IF the Dr Vijay Kelkar led task force has its way, consumers might soon be able to take their eyes off the taxation moves made in the Ministry of Finance before taking financial decisions.

"The goal of a rational tax system is to empower households to engage in undistorted decision making, driven by their own needs and preferences and not decisions made in the Ministry of Finance," the report has said on its suggestions on the tax strategy that needs to be adopted by the Government.

Pointing out that the Indian consumer is "remarkably sensitive to apparently small changes in relative prices", the task force has suggested that along with have fewer tax rates attempts should be made to ensure that the rates are kept low.

"High tax rates distort economic decisions and fuel the deployment of resources into tax avoidance and tax evasion. A large number of rates of taxes generate problems of bracket creep, classification disputes and political lobbying," the report has said.
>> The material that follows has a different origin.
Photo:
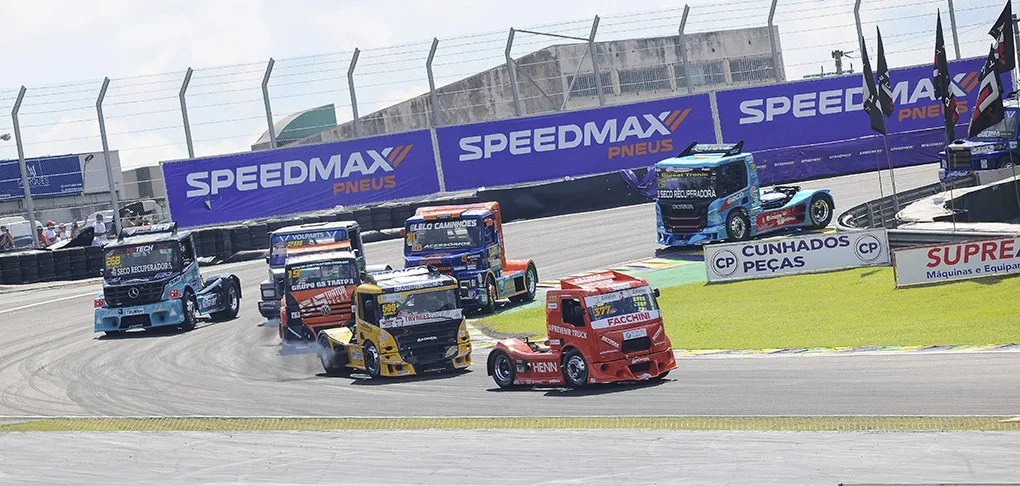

The panel has said that the instead of increasing the tax rates to boost collections, the preferred strategy would be to expand the tax base. "This (widening the base) would involve removing exemptions and broadening the scope of the tax system to bring within its fold economic activities which are currently exempted," it has said.

Strongly favouring a value-added tax (VAT) regime, the task force has said that it was essential to shift to non-distortionary consumption taxes. "The destination-based VAT on all goods and service is the best method of eliminating distortions and taxing consumption," it has said.

It has also proposed to enhance the neutrality of the tax system to the form of organisation. "The choice of organisational structure adopted by decision makers in the economy should be driven by efficiency considerations and not tax considerations."

The panel has also expressed itself against imposing ad-hoc tax rates. "It is always possible to pick sectors with easy enforceability - such as telecom, banking or oil - and impose taxes on them. However, such an approach is not a long-term foundation for a sound tax system," the panel has argued.

It has said that such ad-hoc taxes "induce deeper distortions in the economy, adversely affecting the growth of GDP through misallocation of resources and setting the stage for new kinds of tax avoidance mechanisms."

The panel has favoured voluntary compliance and has said that non-compliance should be made a risky affair for the violators.